It is an indication of how desperate the Liberals are to cling to power that they are even considering a deal with Yves-François Blanchet, the Errol Flynn of Canadian politics.

As was said of the hell-raising movie star by his friend David Niven: “You always knew precisely where you stood with Errol because he always let you down.”

The Bloc Québécois leader will leave the Liberals in the lurch as soon as they refuse his extortionate demands, so best to tell him from the outset to go forth and multiply.

Blanchet has imposed an Oct. 29 deadline before his party pulls support for the government on future House of Commons confidence motions.

The Liberals must back two Bloc private member’s bills, Blanchet said, or the mood will become impossible. “And as soon as it becomes impossible, we will know what to do,” he added, ominously.

Finance Minister Chrystia Freeland said conversations are ongoing, though Blanchet said he has had no discussions with the Trudeau government.

Good, because both Bloc bills are policy madness.

Blanchet has presented them as “good for everybody,” but the truth is they benefit very narrow sections of society — older voters and some farmers — and are bad news for everyone else.

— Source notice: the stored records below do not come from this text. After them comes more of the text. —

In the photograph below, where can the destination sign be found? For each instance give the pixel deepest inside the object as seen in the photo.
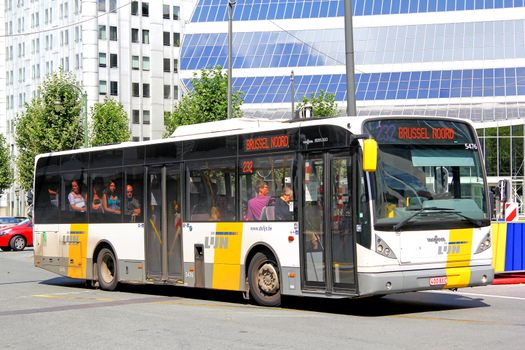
(266, 143)
(419, 131)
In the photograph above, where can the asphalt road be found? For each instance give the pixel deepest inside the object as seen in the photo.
(40, 310)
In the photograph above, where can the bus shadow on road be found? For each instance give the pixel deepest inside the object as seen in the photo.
(398, 304)
(391, 305)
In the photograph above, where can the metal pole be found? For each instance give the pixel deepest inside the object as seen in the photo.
(351, 109)
(84, 107)
(230, 20)
(292, 83)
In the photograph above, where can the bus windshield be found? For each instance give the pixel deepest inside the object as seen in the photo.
(429, 175)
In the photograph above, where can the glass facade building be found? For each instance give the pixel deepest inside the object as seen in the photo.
(458, 58)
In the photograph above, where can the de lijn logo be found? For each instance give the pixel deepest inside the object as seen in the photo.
(218, 240)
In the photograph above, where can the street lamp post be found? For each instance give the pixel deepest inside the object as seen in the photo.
(230, 20)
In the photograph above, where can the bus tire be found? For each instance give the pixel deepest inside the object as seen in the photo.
(107, 270)
(264, 281)
(17, 243)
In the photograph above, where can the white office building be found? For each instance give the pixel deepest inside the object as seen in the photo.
(120, 49)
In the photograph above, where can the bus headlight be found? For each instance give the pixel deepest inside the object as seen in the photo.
(485, 244)
(383, 249)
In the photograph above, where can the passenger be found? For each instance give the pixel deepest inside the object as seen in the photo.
(96, 205)
(132, 204)
(215, 215)
(257, 203)
(110, 200)
(77, 201)
(282, 205)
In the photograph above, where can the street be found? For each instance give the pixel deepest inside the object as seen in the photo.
(46, 311)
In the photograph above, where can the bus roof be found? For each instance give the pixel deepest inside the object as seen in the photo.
(250, 125)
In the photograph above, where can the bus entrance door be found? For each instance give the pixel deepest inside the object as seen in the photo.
(163, 225)
(328, 235)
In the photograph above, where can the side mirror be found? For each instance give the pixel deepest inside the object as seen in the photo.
(369, 155)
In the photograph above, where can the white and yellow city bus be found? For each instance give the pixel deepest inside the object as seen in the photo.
(212, 207)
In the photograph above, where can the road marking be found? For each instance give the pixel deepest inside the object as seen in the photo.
(493, 296)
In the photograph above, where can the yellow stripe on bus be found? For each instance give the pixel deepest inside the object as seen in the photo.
(227, 261)
(458, 258)
(499, 240)
(77, 251)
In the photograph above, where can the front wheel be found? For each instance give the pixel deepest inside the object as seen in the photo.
(18, 243)
(263, 278)
(107, 270)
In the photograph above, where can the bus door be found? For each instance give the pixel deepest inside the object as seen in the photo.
(163, 224)
(327, 230)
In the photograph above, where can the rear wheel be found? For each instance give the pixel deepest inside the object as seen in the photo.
(263, 278)
(107, 269)
(17, 243)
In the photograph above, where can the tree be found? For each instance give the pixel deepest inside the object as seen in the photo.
(323, 105)
(109, 123)
(6, 174)
(51, 122)
(206, 102)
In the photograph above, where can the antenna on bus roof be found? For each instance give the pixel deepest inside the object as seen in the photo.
(222, 126)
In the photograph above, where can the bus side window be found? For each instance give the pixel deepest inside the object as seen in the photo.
(211, 191)
(46, 198)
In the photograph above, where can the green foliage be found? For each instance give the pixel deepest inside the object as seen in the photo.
(323, 105)
(51, 122)
(109, 123)
(6, 174)
(208, 101)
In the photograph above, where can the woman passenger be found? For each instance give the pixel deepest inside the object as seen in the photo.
(110, 200)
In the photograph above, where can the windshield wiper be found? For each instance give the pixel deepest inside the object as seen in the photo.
(478, 223)
(420, 211)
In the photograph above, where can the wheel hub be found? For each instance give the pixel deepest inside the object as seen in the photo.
(268, 279)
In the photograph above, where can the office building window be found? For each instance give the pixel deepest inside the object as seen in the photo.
(102, 87)
(136, 116)
(113, 60)
(135, 63)
(113, 33)
(134, 35)
(101, 5)
(145, 117)
(102, 32)
(145, 90)
(134, 8)
(102, 62)
(135, 89)
(113, 88)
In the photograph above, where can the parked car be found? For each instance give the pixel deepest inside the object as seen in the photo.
(17, 237)
(6, 221)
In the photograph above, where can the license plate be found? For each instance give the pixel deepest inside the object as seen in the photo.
(438, 281)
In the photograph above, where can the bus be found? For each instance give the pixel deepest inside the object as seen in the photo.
(343, 207)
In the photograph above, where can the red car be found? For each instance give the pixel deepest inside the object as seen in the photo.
(17, 237)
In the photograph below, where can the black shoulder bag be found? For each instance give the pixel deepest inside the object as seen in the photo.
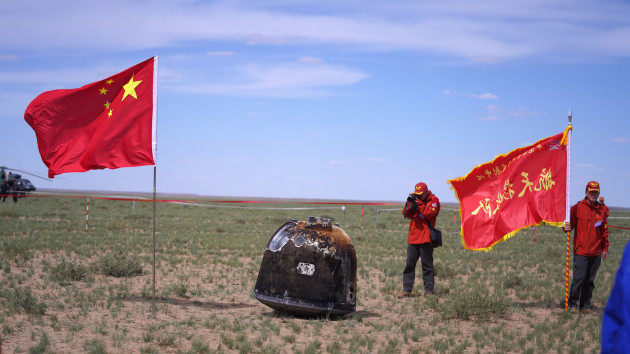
(436, 235)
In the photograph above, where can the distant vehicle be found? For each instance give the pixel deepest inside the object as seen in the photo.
(21, 186)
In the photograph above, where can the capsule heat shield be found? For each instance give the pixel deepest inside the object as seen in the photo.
(309, 268)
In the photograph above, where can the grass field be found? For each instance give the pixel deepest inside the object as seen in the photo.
(62, 290)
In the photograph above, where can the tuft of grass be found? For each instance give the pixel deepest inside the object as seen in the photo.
(476, 302)
(119, 264)
(41, 346)
(18, 250)
(23, 299)
(70, 271)
(95, 346)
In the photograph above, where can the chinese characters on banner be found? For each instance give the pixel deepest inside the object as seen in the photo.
(522, 188)
(106, 124)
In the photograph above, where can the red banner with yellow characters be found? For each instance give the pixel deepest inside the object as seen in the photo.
(523, 188)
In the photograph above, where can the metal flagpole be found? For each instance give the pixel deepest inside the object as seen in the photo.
(154, 145)
(568, 214)
(154, 203)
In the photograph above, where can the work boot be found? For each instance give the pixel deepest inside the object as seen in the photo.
(403, 294)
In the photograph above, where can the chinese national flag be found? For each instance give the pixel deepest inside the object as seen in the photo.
(522, 188)
(111, 123)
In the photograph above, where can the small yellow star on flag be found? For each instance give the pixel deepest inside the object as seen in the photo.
(130, 88)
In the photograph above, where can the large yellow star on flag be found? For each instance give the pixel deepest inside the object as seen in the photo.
(130, 88)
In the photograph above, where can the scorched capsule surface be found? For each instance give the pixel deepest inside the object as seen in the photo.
(309, 268)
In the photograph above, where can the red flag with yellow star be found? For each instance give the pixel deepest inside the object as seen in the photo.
(106, 124)
(523, 188)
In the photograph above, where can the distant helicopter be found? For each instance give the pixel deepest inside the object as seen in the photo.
(21, 186)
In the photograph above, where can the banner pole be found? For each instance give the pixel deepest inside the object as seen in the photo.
(154, 203)
(568, 214)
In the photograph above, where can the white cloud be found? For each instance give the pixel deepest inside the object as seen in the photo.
(220, 54)
(483, 31)
(484, 96)
(9, 57)
(338, 162)
(480, 96)
(310, 60)
(281, 80)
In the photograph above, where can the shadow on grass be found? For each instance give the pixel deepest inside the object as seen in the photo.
(187, 303)
(357, 315)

One of the bills, Bill C-319, calls on the government to extend the 10-per-cent increase in Old Age Security payments the Liberals made in 2022 for those over 75 to include the 65–74-year-old age group. The bill is at third reading in the House of Commons but requires the government’s blessing to pass because it commits Freeland to spend money. Lots of money.

The other, Bill C-282, requires the government to exempt the supply-managed farm sector (i.e., eggs, chicken and dairy) from future trade negotiations. It is mired in the Senate’s foreign affairs and international trade committee, where one hopes it will be amended beyond recognition.

Taking them in turn, the very idea that the 65-to-74-year-old cohort — many of whom are relatively healthy and rich — should see their benefits increased, without any kind of means-testing, is bonkers.

As economist Trevor Tombe has demonstrated, seniors’ benefits are the fiscal elephant in the room when looking at government finances.

Partly because the population is aging, but particularly because this government has ratcheted up how much it pays, and lowered the retirement age back to 65, Ottawa now spends nearly $80 billion a year on seniors.

Tombe noted that policy decisions made by the Trudeau government, such as the 10-per-cent increase in OAS for the over-75s, will cost an additional $50 billion over the next five years.

If the Liberals were to oblige the Bloc by adding an extra 10-per-cent payment for 65-to-74-year-olds, it would cost an additional $3 billion a year, according to the parliamentary budget officer, Yves Giroux.

For a government looking to reduce the deficit and the debt-to-GDP ratio, that is clearly going in the wrong direction.

We should instead be cutting benefits to higher-income seniors. Tombe estimated that $6 billion in OAS and Guaranteed Income Supplement payments are flowing annually to seniors with combined incomes over $150,000 a year — a number that could rise to $10 billion annually by 2028.

He suggested that by cutting benefits to those people and eliminating the 10-per-cent bump for seniors over 75, Ottawa would save around $13 billion a year by 2028. “Balancing the budget doesn’t require much else,” he said.

Admittedly, it is unlikely that any party will pledge to take money from seniors, on the principle that governments that rob Peter to pay Paul can depend on Paul’s support.

But it would be an act of gross irresponsibility for the Liberals to compound the electoral bribes to which they are already committed, by further subsidizing Paul’s sprightly younger siblings.

Bill C-282 is, conceptually, just as iniquitous. All parties in the House have tried to outcompete one another in their slavish devotion to supply management, which in reality constrains the supply of eggs, chicken and dairy products, strangles competition with tariffs, and keeps food prices high.

The bill proposes to amend the Department of Foreign Affairs, Trade and Development Act so that trade ministers cannot increase the quantity of supply-managed products allowed into Canada tariff-free, or lower those tariffs.

Unbelievably, Trade Minister Mary Ng voted for the bill, as it sailed through the House, even though by taking eggs, poultry and dairy off the table in future negotiations, Canada will have to make concessions in other sectors like beef, pork or canola.

Senator Peter Boehm, a former senior diplomat, chairs the committee studying Bill C-282, which he has called a “deeply flawed bill.”

“Binding the hands of our negotiators is a dubious strategy,” he said.

No kidding.

The Liberals may be desperate, but they know that the Bloc’s next demands will be even more exorbitant.

The arithmetic in the House still works for the government, as long as it keeps the NDP onside.

And the early evidence since Parliament returned is that the prettiest romance in Canadian political history is still going strong between the Liberals and the NDP. With any luck, that means Blanchet’s dance card will stay dusty.